First, Williams’s story drives home the idea that different characterizations emerge from a given set of circumstances. I don’t struggle here with the question whether these characterizations somehow reflect the “essence” of the circumstances or are simply the result of perception differences. What is important to my project is Williams’s suggestion that different perspectives on the same occurrences are an unavoidable part of life.12 Her story goes even further, however, by valuing the ability to perceive the different perspectives. She thus sees characterization as both a phenomenon (part of the nature of things) and a skill (a process). Mindful of this complexity, I begin this part by exploring precisely what I mean by “characterization” and by probing different examples.

Williams’s story also holds out hope that we can develop and sharpen our ability to perceive different characterizations or viewpoints. In the second section of this part, I draw on this hope, expounding models for developing new views and perceptions of a given set of circumstances. Finally, I conclude this part with a few guidelines for an advocate deciding which characterization among several serves her ultimate goal.

A. Characterization: A Description

Williams’s story differs from my opening story in one noteworthy respect: the operative characterization takes place at a different point in the dispute’s structure. My husband’s characterization occurred at the foundational level of our dispute, focusing on the formulation of the problem between us. The Williams sisters appeared to agree on the problem’s formulation (that is, what was the color of the road?) and instead disagreed only on the problem’s answer. Despite this difference, the two stories both illustrate that people can derive different perceptions from the same set of facts or circumstances. The term characterization embraces the many possible permutations on this process of developing and appreciating different perceptions.

1. Constructive and Destructive Characterization

Characterization includes both constructive and destructive forms of argument. Constructive characterization presents a fresh angle on a given set of facts, an angle that differs from one’s opponent’s.13 Destructive characterization is an attack technique focusing on the opponent’s presentation and showing why the presentation is unworthy of credit. Most, if not all, characterizations include both constructive and destructive elements. For example, the wordplay between Pat Williams and

her sister is a predominantly constructive interchange, since the sisters offered two different views of the same phenomenon: the street is black versus the street is purple. Yet the interaction also included destructive elements, since the assertion that the street is purple implicitly denies that it is black. Sometimes an attack is even more difficult to pigeonhole as predominantly constructive or destructive. For example, my husband’s characterization in our division-of-labor dispute is destructive because it casts my approach as immature and harmful to our marriage. On the other hand, his argument is constructive because it proposes a new angle on the dispute, suggesting that we should concern ourselves with nourishing a mature human relationship, not keeping track of who does what around the house. (Of course, even from this perspective, the constructive characterization has destructive undercurrents to the extent that it rejects my original perspective on the dispute or can be interpreted as a disrespectful power play.)

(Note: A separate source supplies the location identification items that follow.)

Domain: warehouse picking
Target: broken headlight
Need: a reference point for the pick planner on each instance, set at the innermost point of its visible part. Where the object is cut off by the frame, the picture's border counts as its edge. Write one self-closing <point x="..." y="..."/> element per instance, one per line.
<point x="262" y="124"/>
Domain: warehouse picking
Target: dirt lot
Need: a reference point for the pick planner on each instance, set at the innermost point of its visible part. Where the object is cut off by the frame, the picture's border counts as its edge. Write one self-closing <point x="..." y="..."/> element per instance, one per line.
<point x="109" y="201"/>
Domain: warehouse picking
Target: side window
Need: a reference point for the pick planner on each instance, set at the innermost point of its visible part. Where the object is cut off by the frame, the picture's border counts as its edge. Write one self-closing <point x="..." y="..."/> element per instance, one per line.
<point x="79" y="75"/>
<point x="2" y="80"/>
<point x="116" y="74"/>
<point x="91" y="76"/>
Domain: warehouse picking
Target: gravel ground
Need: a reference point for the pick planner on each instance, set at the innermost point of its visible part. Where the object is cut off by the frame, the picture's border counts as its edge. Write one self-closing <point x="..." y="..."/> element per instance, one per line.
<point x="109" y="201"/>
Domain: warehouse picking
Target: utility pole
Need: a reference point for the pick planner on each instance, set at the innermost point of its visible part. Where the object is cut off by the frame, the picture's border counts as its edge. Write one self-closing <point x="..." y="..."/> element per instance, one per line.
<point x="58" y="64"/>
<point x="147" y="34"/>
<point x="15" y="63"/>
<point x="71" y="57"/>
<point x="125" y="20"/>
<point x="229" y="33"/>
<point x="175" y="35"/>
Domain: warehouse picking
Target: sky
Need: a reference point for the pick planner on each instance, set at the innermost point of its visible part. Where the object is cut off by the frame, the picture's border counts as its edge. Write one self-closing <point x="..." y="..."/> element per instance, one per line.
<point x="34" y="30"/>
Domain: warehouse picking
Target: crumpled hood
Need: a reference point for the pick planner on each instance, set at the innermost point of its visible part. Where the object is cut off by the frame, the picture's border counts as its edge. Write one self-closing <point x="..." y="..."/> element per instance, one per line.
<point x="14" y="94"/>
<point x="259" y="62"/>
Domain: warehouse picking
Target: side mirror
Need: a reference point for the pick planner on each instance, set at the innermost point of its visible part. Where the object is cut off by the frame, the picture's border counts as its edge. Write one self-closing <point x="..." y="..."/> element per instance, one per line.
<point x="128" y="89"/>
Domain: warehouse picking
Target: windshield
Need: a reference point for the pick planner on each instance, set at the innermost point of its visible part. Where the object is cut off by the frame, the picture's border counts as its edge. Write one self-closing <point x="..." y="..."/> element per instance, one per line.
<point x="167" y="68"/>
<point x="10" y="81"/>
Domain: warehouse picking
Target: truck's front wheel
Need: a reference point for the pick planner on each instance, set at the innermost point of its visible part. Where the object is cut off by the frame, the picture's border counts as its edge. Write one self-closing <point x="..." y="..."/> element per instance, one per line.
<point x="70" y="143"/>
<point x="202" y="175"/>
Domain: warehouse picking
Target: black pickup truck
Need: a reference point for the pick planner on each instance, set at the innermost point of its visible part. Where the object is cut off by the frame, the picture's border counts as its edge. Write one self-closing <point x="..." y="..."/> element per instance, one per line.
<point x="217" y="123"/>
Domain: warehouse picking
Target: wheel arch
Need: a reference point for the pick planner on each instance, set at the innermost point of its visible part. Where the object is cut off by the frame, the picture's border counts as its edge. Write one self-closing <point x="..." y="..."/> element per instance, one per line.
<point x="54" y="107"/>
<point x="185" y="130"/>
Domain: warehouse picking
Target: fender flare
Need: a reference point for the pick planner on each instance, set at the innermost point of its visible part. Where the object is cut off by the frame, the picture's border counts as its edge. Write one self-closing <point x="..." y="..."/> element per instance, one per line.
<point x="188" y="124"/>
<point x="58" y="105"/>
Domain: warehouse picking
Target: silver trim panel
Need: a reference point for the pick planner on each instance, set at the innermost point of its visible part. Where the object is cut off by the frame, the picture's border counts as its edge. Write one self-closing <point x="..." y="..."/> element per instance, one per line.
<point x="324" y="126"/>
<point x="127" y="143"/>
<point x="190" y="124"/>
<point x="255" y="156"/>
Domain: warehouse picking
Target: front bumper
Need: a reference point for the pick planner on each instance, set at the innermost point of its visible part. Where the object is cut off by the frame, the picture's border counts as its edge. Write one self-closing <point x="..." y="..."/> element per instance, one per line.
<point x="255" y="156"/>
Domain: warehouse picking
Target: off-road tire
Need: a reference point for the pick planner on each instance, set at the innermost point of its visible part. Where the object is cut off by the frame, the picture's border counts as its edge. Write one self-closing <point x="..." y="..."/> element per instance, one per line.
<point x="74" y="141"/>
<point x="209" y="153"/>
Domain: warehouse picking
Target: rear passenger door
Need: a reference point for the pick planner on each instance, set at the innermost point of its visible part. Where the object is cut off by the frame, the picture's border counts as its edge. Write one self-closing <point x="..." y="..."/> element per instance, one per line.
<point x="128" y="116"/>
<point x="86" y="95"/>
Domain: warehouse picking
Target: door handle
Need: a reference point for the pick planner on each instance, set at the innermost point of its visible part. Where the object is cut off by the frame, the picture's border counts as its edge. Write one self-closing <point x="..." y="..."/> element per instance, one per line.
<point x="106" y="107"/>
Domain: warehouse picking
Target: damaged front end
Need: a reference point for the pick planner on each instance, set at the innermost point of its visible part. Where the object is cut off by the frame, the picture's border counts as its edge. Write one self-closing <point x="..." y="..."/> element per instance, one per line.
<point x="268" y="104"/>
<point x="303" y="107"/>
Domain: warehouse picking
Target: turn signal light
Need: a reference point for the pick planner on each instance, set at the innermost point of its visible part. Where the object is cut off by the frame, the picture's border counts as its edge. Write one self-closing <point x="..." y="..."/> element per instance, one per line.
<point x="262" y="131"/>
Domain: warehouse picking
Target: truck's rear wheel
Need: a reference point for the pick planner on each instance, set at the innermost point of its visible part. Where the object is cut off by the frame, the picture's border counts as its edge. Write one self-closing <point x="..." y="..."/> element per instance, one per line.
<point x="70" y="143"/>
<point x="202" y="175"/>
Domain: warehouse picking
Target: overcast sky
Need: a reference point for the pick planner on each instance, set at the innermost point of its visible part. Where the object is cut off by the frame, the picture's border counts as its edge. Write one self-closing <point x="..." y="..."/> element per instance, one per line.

Although the two characterization techniques are often difficult to segregate, an advocate can often sort various arguments according to whether they reflect predominantly constructive or destructive attitudes and techniques for formulating and disposing of problems. The advocate will likely find the constructive/destructive distinction useful in formulating her strategy. Indeed, she will discover that constructive characterization is by far the more likely to persuade. First, constructive characterization honors the principle that an advocate should select the most congenial (or least disagreeable) approach to the case.14 In so doing, the advocate maintains the good will and positive energy that may be essential for achieving a desired result. Even more important, constructive characterization offers an alternative resolution to the problem. This is obviously more appealing than destructive characterization, which—if successful—simply undermines the proffered resolution of a problem. For these reasons, I focus my efforts here on constructive characterization.

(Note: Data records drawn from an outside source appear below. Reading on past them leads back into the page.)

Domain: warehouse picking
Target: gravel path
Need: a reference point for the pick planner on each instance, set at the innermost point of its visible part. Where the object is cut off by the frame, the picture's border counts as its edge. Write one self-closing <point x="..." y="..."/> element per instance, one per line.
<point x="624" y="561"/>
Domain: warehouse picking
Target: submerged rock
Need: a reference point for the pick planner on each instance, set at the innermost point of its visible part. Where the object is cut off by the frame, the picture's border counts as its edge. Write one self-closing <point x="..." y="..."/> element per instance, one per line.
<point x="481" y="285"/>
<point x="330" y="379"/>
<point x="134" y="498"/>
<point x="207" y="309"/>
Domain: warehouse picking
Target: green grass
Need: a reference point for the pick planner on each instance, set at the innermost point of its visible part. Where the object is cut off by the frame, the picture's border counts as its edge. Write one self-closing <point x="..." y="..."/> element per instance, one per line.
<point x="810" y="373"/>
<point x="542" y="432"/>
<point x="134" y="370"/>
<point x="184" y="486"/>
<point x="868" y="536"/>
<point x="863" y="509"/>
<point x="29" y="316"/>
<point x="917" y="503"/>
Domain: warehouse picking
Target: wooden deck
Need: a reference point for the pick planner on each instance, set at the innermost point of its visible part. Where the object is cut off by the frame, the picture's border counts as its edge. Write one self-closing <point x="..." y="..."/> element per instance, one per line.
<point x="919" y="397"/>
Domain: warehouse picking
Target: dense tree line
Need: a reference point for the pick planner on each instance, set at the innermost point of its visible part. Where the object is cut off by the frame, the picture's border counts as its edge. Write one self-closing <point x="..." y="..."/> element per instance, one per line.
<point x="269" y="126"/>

I do not mean to suggest that destructive characterization is a weak rhetorical tool. In many of life’s occasions, one can “win” simply by showing that one’s opponent has performed pitifully—or, to use a legal analogy, has not met her burden of proof. Within law practice, many tasks actually formally require an advocate to press into service her destructive characterization skills. For example, in crossexamining and impeaching witnesses, the advocate tries to undermine her opponent by exposing such things as a witness’s inconsistencies, suspect demeanor, incompetency, bias, corrupt motive, prejudice, or prior bad acts.15 Even outside the courtroom, destructive characterization techniques are useful for obtaining strategic advantage, casting a shadow over one’s opponent and—perhaps most important—creating an atmosphere receptive to a new perspective on the dispute. Indeed, an advocate preparing to ready the field for a fresh characterization may benefit from the devastation resulting from destructive characterization.16

2. The Temptation of Direct Negation

There is one type of confrontational argument that’s arguably not a form of characterization at all. I call the argument “direct negation” and discuss it early because it helps to define effective characterization technique. When deploying the direct negation tactic, an advocate simply insists on the opposite of what her opponent offers. That is, in words or spirit, the advocate shouts “NOT!” in response to her opponent.17 In my opening example, my husband would be using this tactic if he claimed I was wrong about the amount of work he was doing around the house.

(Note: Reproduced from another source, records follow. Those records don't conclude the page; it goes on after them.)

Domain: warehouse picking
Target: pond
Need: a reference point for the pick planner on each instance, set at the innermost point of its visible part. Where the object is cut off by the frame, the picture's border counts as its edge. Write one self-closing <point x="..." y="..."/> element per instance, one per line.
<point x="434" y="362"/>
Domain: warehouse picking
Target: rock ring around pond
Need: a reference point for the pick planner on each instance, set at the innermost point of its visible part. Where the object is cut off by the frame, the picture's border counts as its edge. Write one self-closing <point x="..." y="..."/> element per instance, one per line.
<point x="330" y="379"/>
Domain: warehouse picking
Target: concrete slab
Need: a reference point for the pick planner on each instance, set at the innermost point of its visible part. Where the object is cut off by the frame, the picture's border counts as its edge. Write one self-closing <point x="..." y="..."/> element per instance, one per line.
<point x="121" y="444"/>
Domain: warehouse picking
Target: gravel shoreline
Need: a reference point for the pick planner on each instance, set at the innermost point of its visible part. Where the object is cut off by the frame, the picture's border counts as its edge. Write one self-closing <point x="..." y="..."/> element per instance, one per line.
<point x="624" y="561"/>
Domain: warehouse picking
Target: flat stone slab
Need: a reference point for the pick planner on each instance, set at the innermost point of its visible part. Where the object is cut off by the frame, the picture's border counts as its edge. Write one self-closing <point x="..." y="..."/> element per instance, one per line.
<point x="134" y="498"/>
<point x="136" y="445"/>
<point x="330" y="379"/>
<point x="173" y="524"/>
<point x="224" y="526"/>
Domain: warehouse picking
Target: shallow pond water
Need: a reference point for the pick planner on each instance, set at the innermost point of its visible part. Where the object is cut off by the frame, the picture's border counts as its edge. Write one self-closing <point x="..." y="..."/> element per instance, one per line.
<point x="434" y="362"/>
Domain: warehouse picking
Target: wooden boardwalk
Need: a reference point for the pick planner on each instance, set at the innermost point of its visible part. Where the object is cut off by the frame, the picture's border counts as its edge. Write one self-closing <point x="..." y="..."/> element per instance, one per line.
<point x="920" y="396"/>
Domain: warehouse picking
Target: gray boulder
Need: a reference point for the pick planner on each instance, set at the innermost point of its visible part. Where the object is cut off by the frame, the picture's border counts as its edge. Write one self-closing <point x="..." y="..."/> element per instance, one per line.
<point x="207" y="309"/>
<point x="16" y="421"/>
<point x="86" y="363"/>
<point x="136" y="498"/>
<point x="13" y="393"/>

Unlike characterization, direct negation has limited persuasive power. Chances are decent that one’s opponent would not venture a particular proposition unless it had at least some foundation and a possibility of success.18 As an empirical matter, then, an argument based on direct negation may be unlikely to persuade. Characterization, by contrast, respects the opponent’s chances of succeeding on her own terms—and instead concentrates on changing those terms.

Tactically, direct negation may also give unnecessary credence to the opponent’s formulation of the problem giving rise to the dispute. As Duncan Kennedy explains, “Argument by denial means accepting the relevance of your opponent’s argument but denying one of its factual and normative premises.”19 In contrast to many forms of characterization, direct negation thus must actually validate at least part of the opponent’s perspective on the dispute.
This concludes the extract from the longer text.